Politics, oil spills, earthquakes, tornadoes, illegal immigrants, stock market scams and all the other nonsense of daily life are momentarily absent from the mind. No matter how big or seemingly important when out of the water they do not matter in the water. For they have nothing to do with hooking up and landing trout. Nothing. Those matters and all other problems vanish. They may as well be a universe away.
Landing trout requires knowledge, skill, creativity, perseverance and patience. And a lot of luck. And even that may not be enough. For if the trout decide they are not hungry--or at least not hungry for what you have to offer--it can be a long day.
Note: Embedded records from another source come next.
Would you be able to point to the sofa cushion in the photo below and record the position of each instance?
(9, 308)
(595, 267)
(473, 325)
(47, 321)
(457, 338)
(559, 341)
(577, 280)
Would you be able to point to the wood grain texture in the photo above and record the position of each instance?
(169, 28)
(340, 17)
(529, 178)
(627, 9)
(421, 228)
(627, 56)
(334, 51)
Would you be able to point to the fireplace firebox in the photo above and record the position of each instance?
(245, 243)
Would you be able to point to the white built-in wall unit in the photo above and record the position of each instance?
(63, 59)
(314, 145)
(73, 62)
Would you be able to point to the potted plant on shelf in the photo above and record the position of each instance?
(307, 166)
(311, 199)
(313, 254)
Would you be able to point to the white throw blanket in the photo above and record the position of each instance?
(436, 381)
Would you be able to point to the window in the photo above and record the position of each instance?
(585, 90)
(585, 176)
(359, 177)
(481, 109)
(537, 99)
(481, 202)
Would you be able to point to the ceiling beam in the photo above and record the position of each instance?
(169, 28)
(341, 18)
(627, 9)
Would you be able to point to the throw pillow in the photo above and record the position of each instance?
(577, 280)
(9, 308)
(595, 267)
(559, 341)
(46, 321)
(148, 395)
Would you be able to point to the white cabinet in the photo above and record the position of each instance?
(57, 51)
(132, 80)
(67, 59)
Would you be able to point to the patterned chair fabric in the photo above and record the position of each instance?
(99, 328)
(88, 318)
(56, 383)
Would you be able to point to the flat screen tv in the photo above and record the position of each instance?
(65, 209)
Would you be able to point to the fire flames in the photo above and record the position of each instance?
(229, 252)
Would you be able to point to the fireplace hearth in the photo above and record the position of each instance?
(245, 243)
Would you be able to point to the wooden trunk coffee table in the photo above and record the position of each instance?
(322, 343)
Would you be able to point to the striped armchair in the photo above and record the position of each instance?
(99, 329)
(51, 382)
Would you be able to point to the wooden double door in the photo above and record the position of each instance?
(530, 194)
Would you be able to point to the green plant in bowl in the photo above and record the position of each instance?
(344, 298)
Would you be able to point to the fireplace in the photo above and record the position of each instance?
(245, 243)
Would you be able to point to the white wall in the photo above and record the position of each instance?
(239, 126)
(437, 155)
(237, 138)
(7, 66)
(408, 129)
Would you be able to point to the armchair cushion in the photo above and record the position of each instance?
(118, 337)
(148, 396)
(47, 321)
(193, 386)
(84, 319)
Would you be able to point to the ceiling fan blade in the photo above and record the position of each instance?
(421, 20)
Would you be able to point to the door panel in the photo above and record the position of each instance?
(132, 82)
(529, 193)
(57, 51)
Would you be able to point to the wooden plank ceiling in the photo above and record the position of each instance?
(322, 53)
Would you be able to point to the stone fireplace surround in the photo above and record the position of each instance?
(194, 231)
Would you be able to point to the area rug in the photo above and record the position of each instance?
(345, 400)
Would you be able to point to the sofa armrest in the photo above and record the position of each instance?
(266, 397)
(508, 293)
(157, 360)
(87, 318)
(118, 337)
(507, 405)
Yet even the longest day in the water with fly rod in hand beats the worst day anyplace else.
And that last sentence brings me to my closing point--the only other matter that was on my mind while fishing...
that being of fellow countrymen who have voluntarily placed themselves in harm's way--whether on a training range in the United States, a ship patrolling distant waters, or operating in a combat zone in the Middle East--so that I may fly fish; something I do not ever take for granted. And many others likewise can go about their lives in relative peace and safety.
And to that segment of our populace completely clueless to or off-handedly dismissive about the correlation between a strong, capable military and our freedoms, I unabashedly and unapologetically think of you as fools--more foolish than the trout suckered by an artificial fly. I know none are readers of this Commentary and that's too bad. They just may learn something about country. And fly-fishing.
To those in uniform (and those who served), with whom I and my fishing mates share a kinship, God speed.
Fly-fishing with your brother and Dad (who taught us a long, long time ago)--one of life's best pleasures. Ken, thanks for hosting; again. And, Dad--thanks for not letting age keep you out of the water and continuing to teach us a thing or two about fly-fishing.